In 2014, the Chiefs took a chance on a young offensive lineman who played college football, but in Canada. Now Laurent Duvernay-Tardif is their starting right guard.
Perhaps emboldened by these successes, the Chiefs in recent weeks have signed two other players with decidedly non-traditional football backgrounds. Neither linebacker Efe Obada nor defensive lineman Tautvydas Kieras played football in college, but they will be joining the Chiefs in two weeks for the start of the offseason program to see whether they can overcome the odds and become productive players.
“I’d say statistically, it’s about 87 percent of the players that play in the National Football League are from Division I schools," Chiefs general manager John Dorsey said. “I don’t think you can line your roster with a lot of these different projects.

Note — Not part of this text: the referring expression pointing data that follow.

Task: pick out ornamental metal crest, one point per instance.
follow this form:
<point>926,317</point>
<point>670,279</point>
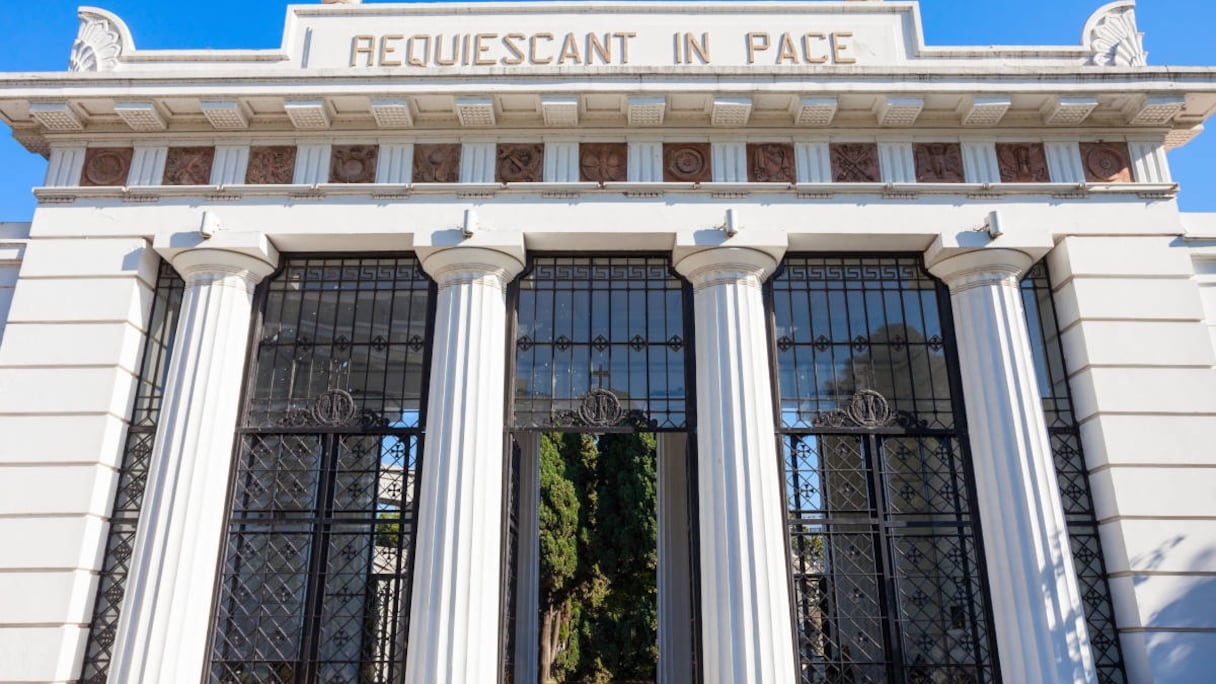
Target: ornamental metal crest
<point>601,408</point>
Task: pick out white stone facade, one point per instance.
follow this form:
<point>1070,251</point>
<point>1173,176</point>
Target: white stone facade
<point>1133,281</point>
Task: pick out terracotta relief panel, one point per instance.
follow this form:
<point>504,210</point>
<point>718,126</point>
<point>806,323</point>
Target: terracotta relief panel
<point>1107,162</point>
<point>939,162</point>
<point>437,163</point>
<point>189,166</point>
<point>106,166</point>
<point>770,162</point>
<point>271,166</point>
<point>1022,162</point>
<point>855,162</point>
<point>603,162</point>
<point>519,162</point>
<point>687,162</point>
<point>353,163</point>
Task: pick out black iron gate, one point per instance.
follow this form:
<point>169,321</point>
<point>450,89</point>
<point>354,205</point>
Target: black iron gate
<point>885,553</point>
<point>315,577</point>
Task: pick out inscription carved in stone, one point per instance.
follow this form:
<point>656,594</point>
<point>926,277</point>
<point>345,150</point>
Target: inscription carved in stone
<point>106,166</point>
<point>603,162</point>
<point>687,162</point>
<point>854,162</point>
<point>1022,162</point>
<point>770,162</point>
<point>189,166</point>
<point>939,162</point>
<point>1107,162</point>
<point>271,166</point>
<point>437,163</point>
<point>353,163</point>
<point>519,162</point>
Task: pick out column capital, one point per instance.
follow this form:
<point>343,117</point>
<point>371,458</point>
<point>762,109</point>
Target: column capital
<point>979,268</point>
<point>726,264</point>
<point>245,254</point>
<point>466,264</point>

“I think (Harris and Duvernay-Tardif), I think that’s a reflection of the coaches and how they’ve helped develop these players moving in the process, and also having a degree of patience. I think when you have patience, if you have an athletic trait, you can develop on that and you just have to have a little bit of patience here.”

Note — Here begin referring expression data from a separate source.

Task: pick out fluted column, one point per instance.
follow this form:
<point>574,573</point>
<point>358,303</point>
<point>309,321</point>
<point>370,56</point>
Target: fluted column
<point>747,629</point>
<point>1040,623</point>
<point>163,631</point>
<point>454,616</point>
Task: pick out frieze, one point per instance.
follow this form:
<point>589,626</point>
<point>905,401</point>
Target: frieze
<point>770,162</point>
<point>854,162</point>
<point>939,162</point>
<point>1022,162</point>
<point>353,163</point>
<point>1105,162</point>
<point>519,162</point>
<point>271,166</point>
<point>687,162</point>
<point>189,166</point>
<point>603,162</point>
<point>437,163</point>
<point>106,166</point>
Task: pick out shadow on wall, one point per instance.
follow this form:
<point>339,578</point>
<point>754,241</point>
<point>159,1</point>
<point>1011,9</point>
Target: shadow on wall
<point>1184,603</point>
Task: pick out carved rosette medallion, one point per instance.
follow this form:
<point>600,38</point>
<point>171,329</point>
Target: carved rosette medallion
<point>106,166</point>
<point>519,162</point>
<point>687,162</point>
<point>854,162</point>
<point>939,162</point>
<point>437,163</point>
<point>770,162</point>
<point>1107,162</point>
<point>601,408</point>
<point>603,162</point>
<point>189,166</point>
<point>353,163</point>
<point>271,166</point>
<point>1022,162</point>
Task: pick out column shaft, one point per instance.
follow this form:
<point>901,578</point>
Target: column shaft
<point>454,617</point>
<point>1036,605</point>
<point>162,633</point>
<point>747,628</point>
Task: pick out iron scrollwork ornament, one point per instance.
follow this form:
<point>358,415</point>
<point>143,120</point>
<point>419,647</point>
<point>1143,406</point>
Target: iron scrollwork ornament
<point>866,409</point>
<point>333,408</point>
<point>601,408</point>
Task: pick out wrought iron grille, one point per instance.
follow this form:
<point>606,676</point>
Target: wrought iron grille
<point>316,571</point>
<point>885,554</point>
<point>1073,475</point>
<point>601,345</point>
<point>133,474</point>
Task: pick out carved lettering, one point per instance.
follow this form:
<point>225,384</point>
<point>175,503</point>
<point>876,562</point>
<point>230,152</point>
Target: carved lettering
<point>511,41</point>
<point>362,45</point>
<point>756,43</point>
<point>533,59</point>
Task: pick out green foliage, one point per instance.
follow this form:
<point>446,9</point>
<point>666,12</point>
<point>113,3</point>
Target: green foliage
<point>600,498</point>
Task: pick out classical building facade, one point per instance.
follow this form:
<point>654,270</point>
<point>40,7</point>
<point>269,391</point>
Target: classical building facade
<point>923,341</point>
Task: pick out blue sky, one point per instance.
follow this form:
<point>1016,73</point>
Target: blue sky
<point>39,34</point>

Expectations for Obada, who played his first American-style football game two years ago while living in London, and Kieras, a Lithuanian native who was a discus thrower in college at Mississippi State, are minimal.
But so, too, are the risks.
“I think what they have is they have a degree of athleticism that you look for in that particular position," Dorsey said. “And those were very unique traits. We have coaches that can develop these. And I think what you’re doing is you’re going into (offseason practice) and training camp now, and you’re trying to see if there’s a steady degree of improvement as we move along here.

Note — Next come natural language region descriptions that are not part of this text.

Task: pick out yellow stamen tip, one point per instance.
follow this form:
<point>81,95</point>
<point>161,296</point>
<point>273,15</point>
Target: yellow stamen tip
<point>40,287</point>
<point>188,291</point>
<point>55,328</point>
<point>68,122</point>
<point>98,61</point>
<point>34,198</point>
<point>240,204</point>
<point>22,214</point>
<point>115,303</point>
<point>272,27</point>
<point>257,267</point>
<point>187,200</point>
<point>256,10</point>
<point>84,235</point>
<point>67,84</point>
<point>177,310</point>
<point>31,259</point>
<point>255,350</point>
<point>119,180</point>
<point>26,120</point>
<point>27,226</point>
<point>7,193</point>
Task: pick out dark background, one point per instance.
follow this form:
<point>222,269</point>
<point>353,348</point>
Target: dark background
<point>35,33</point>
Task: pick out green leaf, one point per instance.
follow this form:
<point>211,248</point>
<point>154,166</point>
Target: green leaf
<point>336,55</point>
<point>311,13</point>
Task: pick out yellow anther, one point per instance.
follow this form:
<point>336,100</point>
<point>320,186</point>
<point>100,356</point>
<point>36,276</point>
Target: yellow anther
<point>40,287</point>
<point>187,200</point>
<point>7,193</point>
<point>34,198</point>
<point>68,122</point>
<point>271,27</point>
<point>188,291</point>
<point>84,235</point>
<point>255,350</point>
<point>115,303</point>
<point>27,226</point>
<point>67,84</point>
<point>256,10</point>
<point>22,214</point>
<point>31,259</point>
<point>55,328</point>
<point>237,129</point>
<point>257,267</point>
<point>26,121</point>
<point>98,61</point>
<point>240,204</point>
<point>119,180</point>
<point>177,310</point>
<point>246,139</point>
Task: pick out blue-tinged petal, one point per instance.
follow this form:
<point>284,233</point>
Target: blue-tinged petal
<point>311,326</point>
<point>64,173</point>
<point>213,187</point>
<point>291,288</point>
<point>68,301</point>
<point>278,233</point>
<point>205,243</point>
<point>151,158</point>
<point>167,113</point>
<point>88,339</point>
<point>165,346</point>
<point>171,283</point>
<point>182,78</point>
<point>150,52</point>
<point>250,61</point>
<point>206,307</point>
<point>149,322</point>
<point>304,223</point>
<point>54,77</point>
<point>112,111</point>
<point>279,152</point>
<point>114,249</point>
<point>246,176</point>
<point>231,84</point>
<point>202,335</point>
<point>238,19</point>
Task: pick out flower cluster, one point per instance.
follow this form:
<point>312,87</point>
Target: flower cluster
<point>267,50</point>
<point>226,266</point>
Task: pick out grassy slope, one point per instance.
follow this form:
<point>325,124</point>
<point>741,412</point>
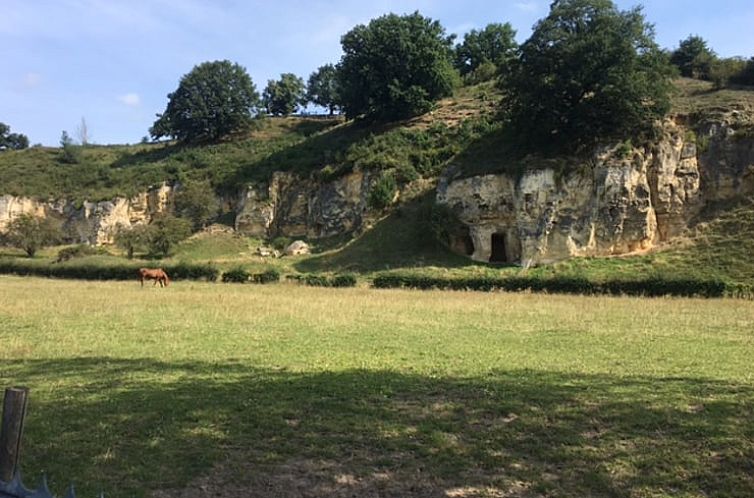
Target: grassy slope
<point>415,394</point>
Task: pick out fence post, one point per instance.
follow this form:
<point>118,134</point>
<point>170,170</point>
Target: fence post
<point>11,430</point>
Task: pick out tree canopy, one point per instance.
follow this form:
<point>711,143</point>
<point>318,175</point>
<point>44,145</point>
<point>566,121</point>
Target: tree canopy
<point>395,67</point>
<point>693,57</point>
<point>212,101</point>
<point>496,43</point>
<point>282,97</point>
<point>322,88</point>
<point>12,141</point>
<point>31,233</point>
<point>587,73</point>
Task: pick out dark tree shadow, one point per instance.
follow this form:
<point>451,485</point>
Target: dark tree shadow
<point>134,426</point>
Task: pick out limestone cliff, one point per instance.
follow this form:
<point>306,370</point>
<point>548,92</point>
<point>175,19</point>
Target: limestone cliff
<point>620,201</point>
<point>91,222</point>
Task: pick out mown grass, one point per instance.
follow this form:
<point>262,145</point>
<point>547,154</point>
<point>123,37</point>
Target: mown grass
<point>264,391</point>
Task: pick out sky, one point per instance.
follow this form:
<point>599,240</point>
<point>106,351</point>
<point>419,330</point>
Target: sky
<point>113,62</point>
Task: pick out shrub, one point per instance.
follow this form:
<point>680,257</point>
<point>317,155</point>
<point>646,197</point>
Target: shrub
<point>266,277</point>
<point>236,275</point>
<point>343,280</point>
<point>383,192</point>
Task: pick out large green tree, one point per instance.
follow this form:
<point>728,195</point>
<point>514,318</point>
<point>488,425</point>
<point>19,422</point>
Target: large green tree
<point>282,97</point>
<point>213,100</point>
<point>693,57</point>
<point>31,233</point>
<point>12,141</point>
<point>588,72</point>
<point>322,88</point>
<point>495,44</point>
<point>395,67</point>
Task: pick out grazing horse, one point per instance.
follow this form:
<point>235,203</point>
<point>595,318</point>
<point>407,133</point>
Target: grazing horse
<point>156,274</point>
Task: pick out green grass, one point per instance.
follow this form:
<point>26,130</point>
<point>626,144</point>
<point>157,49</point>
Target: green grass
<point>264,391</point>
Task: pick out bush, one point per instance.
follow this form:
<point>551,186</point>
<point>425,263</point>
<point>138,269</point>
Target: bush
<point>77,251</point>
<point>236,275</point>
<point>651,287</point>
<point>383,192</point>
<point>266,277</point>
<point>343,280</point>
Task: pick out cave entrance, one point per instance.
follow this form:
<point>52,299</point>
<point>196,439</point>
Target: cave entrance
<point>499,252</point>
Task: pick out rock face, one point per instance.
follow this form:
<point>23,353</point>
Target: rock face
<point>622,201</point>
<point>91,222</point>
<point>303,207</point>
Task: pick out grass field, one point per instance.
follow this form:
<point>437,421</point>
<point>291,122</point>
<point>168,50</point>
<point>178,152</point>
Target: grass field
<point>208,389</point>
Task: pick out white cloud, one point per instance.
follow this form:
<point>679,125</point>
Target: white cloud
<point>530,6</point>
<point>130,99</point>
<point>31,80</point>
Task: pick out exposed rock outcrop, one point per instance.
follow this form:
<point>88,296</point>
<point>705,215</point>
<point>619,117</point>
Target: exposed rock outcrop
<point>91,222</point>
<point>621,201</point>
<point>303,207</point>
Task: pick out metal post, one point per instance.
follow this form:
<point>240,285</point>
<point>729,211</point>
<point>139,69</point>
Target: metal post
<point>11,430</point>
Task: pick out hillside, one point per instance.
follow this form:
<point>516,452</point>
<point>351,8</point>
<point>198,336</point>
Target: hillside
<point>460,132</point>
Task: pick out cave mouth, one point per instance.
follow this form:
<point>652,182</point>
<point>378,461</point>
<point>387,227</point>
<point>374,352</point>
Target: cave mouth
<point>499,253</point>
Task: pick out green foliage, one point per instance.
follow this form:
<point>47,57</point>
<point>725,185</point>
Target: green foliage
<point>69,152</point>
<point>132,238</point>
<point>117,270</point>
<point>77,251</point>
<point>237,275</point>
<point>165,232</point>
<point>395,67</point>
<point>322,88</point>
<point>383,191</point>
<point>588,73</point>
<point>31,233</point>
<point>212,101</point>
<point>196,201</point>
<point>282,97</point>
<point>268,276</point>
<point>693,58</point>
<point>558,284</point>
<point>495,45</point>
<point>12,141</point>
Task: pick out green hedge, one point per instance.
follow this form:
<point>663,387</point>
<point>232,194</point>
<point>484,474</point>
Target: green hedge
<point>86,271</point>
<point>650,287</point>
<point>342,280</point>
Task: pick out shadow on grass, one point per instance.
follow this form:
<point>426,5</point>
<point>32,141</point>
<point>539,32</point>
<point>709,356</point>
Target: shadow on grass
<point>133,426</point>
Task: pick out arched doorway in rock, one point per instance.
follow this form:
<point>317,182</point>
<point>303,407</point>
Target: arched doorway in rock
<point>499,250</point>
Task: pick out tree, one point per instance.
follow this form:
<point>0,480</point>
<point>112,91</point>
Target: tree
<point>395,67</point>
<point>12,141</point>
<point>165,232</point>
<point>197,202</point>
<point>212,101</point>
<point>495,44</point>
<point>693,58</point>
<point>30,233</point>
<point>69,152</point>
<point>133,238</point>
<point>589,72</point>
<point>83,133</point>
<point>322,88</point>
<point>282,97</point>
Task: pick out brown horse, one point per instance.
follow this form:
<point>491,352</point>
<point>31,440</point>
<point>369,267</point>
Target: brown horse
<point>156,274</point>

“It’s a chance. You may be able to hit one. We’ll just see what happens as they develop. I said, ‘Why not take a shot and see where these guys stand?’ I’m kind of curious to see, once they get into (offseason practice), how they progress.”
The best Obada and Kieras can probably hope for this season is to make the practice squad. But Harris was on the practice squad as a rookie. Duvernay-Tardif spent his rookie season on the active roster but didn’t play in a regular-season game.
“The first thing you have to do is see how they react in (offseason practice) and how they grasp the system," Dorsey said. “And then you have to see them and get your hands around them when they go into training camp and see if they have the wherewithal to work through the tough part of the training camp, and then get a chance to watch them play in preseason games. Then, I think, you can make your assessment as you move along here, probably in a four-stage thing.
“But I think you have to go in stages here, a little bit, just to see if they develop and they begin to have a learning curve that we’d like to see.”